I'm trying to apply the feedback:
 - Drop MTRR support
 - Changing only_private/shared to exclude_private/shared
...and update the log accordingly. These changes are all intersect in this
function and I'm having a hard time trying to justify the resulting logic.

It seems the point of passing the the attributes is because:
"However, looking at kvm_mem_attrs_changed() again, I think invoking
kvm_unmap_gfn_range() from generic KVM code is a mistake and shortsighted. 
Zapping in response to *any* attribute change is very private/shared centric. 
E.g. if/when we extend attributes to provide per-page RWX protections, zapping
existing SPTEs in response to granting *more* permissions may not be necessary
or even desirable."
https://lore.kernel.org/all/ZJX0hk+KpQP0KUyB@xxxxxxxxxx/

But I think shoving the logic for how to handle the attribute changes deep into
the zapping code is the opposite extreme. It results in this confusing logic
with the decision on what to zap is spread all around.
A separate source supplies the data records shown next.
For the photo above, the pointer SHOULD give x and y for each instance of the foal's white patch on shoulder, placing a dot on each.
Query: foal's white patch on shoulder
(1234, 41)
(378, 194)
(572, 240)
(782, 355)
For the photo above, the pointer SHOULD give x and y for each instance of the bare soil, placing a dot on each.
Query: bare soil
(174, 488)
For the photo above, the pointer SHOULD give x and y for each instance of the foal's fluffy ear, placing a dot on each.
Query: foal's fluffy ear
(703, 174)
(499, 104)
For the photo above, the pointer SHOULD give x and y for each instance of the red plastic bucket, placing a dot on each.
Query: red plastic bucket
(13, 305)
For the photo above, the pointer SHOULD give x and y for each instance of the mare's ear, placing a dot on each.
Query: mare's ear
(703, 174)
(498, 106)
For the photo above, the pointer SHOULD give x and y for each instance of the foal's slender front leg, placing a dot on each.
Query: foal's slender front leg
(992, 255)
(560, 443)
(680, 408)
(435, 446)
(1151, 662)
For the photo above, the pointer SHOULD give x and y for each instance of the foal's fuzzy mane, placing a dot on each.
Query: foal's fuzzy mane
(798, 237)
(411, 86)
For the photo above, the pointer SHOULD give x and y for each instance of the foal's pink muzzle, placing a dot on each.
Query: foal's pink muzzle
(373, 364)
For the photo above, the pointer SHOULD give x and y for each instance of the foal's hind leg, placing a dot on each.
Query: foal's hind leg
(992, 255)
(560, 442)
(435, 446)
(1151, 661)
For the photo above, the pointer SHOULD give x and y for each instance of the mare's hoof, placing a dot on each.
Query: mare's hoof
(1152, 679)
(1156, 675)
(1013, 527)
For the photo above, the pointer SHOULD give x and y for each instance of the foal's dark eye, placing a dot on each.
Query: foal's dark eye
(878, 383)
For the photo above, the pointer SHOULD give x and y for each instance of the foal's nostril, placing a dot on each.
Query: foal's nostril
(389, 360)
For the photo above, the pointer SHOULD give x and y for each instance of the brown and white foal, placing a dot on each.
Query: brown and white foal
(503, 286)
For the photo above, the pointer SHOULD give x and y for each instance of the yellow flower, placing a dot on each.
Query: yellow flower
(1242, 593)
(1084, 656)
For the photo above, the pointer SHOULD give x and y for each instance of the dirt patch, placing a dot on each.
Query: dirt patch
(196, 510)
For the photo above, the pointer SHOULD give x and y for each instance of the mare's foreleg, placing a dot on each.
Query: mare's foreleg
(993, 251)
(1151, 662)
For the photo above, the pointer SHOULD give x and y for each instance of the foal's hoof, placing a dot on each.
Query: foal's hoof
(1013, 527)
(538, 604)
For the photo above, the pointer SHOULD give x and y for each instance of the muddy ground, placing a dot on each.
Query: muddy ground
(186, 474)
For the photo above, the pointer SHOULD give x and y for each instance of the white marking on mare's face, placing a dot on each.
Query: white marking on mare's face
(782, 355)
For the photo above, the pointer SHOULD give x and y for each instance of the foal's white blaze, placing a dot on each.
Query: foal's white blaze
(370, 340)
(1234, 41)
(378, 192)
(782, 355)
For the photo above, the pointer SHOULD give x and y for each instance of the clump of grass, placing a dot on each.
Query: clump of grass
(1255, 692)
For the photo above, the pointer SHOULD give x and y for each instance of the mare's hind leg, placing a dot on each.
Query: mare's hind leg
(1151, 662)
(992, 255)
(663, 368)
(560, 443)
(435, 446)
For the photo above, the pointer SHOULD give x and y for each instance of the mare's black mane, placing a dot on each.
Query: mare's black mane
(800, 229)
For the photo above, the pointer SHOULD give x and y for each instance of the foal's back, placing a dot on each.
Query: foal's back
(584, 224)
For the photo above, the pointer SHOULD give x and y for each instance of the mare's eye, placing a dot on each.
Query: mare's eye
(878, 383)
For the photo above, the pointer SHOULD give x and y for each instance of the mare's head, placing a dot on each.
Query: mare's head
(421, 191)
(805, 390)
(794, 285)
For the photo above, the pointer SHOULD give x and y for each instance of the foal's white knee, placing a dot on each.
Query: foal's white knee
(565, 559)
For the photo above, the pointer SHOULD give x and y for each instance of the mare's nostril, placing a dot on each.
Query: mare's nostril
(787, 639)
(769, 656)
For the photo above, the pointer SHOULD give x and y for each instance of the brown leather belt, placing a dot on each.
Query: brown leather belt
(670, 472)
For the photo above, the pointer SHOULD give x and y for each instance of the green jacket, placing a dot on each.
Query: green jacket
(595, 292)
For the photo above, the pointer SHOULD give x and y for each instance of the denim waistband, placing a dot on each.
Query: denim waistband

Instead we should have kvm_arch_pre_set_memory_attributes() adjust the range so
it can tell kvm_unmap_gfn_range() which ranges to zap (private/shared).

So:
kvm_vm_set_mem_attributes() - passes attributes
kvm_arch_pre_set_memory_attributes() - chooses which private/shared alias to 
                                       zap based on attribute.
kvm_unmap_gfn_range/kvm_tdp_mmu_unmap_gfn_range - zaps the private/shared alias
tdp_mmu_zap_leafs() - doesn't care about the root type, just zaps leafs

This zapping function can then just do the simple thing it's told to do. It ends
up looking like:

bool kvm_tdp_mmu_unmap_gfn_range(struct kvm *kvm, struct kvm_gfn_range *range,
				 bool flush)
{
	struct kvm_mmu_page *root;
	bool exclude_private = false;
	bool exclude_shared = false;

	if (kvm_gfn_shared_mask(kvm)) {
		exclude_private = range->exclude_private;
		exclude_shared = range->exclude_shared;
	}

	__for_each_tdp_mmu_root_yield_safe(kvm, root, range->slot->as_id,
false) {
		if (exclude_private && is_private_sp(root))
			continue;
		if (exclude_shared && !is_private_sp(root))
			continue;

		flush = tdp_mmu_zap_leafs(kvm, root, range->start, range->end,
					  range->may_block, flush);
	}

	return flush;
}

The resulting logic should be the same. Separately, we might be able to simplify
it further if we change the behavior a bit (lose the kvm_gfn_shared_mask() check
or the exclude_shared member), but in the meantime this seems a lot easier to
explain and review for what I think is equivalent behavior.